The dollar bill has not been immune from attack. Last October, Representative David Schweikert introduced the Currency Optimization, Innovation and National Savings Act to promote dollar coins and ultimately remove paper dollars from circulation.
Doug Crane did not take this challenge lightly.
As vice president of Crane & Co., which has made the paper used for U.S. currency since 1879, Crane helped found Americans for George, a pro-greenback outfit. It argued that U.S. customers have not warmed to modern dollar coins, which were first issued in 1979, and that switching from paper to metal would cost more.
Besides, the eighth-generation papermaker said, Americans like paper money.
“Currency has attributes that make it attractive,” Crane said. “It doesn’t use an electron, so when you look in your wallet, you know how much money is there.”
One choice more Americans are making is to read in an electronic format instead of on paper.
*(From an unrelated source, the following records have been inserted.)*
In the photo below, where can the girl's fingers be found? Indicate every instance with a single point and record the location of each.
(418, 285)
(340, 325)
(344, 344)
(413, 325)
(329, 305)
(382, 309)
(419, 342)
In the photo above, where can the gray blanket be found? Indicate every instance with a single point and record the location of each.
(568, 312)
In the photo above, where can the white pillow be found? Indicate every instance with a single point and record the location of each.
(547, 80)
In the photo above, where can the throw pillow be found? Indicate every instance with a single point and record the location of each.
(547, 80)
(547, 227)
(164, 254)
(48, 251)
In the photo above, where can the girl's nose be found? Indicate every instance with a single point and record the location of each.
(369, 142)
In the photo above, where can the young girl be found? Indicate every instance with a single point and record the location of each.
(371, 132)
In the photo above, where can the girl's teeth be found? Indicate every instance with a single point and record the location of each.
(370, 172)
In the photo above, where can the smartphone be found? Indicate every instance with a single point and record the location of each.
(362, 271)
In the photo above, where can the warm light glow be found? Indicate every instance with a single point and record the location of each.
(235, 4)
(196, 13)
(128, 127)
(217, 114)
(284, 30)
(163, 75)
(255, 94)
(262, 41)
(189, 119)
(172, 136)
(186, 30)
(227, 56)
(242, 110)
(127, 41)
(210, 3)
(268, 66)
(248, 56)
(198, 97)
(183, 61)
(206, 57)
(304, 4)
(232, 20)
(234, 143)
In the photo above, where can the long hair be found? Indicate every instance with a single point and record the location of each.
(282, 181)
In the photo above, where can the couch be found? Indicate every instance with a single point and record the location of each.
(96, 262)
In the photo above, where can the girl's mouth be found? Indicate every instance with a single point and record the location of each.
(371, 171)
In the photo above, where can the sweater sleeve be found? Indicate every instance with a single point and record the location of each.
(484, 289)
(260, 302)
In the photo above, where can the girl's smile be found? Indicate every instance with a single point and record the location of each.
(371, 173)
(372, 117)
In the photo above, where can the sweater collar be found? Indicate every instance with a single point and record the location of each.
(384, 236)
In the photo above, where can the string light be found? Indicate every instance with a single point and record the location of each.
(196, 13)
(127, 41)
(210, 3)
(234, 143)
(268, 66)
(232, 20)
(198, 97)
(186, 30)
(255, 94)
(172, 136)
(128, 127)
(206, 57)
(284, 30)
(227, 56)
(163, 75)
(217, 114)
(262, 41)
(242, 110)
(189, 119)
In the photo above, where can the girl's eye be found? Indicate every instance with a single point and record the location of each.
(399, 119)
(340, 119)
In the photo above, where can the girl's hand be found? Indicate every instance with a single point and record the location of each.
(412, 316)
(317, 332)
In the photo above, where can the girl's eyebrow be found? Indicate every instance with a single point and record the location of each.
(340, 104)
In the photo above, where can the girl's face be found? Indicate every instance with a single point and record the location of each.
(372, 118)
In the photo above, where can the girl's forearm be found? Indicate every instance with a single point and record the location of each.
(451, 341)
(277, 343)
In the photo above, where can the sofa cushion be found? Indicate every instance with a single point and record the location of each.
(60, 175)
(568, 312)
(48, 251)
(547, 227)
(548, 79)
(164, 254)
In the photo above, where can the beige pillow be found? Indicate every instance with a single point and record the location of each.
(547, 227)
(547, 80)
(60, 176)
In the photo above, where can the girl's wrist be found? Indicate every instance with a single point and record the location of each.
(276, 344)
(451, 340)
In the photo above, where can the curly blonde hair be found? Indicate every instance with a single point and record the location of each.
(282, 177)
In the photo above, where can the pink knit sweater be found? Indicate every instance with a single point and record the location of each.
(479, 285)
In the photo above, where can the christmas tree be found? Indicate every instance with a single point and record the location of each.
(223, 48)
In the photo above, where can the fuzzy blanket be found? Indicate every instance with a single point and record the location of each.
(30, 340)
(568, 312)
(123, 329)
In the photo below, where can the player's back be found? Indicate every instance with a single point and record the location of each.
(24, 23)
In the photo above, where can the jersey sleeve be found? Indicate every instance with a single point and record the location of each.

But even reading and storing material in the online “cloud” carries environmental costs, according to Greenpeace.
Cloud computing runs on electricity, much of it generated from coal, which emits the greenhouse gas carbon dioxide when burned. Greenpeace wants technology companies to switch to renewable energy.
“If cloud companies switch to clean energy, the booming Internet revolution could help catalyze the clean energy revolution we need around the world,” Greenpeace’s David Pomerantz said by email.
But the e-reading boom does not mean paper books will go away, said Nicholas Basbanes, author of “A Gentle Madness,” an exploration of book collectors and the forthcoming “On Paper.”
“People have predicted the end of the book for many, many years,” Basbanes said. “I certainly don’t see it disappearing any time soon.”
Timothy Barrett, a MacArthur Foundation “genius” grant recipient who makes paper underlays for documents like the Declaration of Independence at the National Archives, sees paper as a crucial backup for digital records.
“In the field of paper chemistry, we talk about paper permanence, we talk about paper stability, how long paper lasts,” Barrett said by telephone from the University of Iowa Center for the Book. “... Psychologically paper represents stability and the digital is constantly changing.”
And there’s an added benefit - if power goes out, a bound paper book can still be read.
“Your iPad will go blank on you,” Barrett said. “But ‘Huckleberry Finn’ will never go blank on you. Even if you store it in a wet basement and it gets really badly molded, you can dry it out and it’ll still be there.”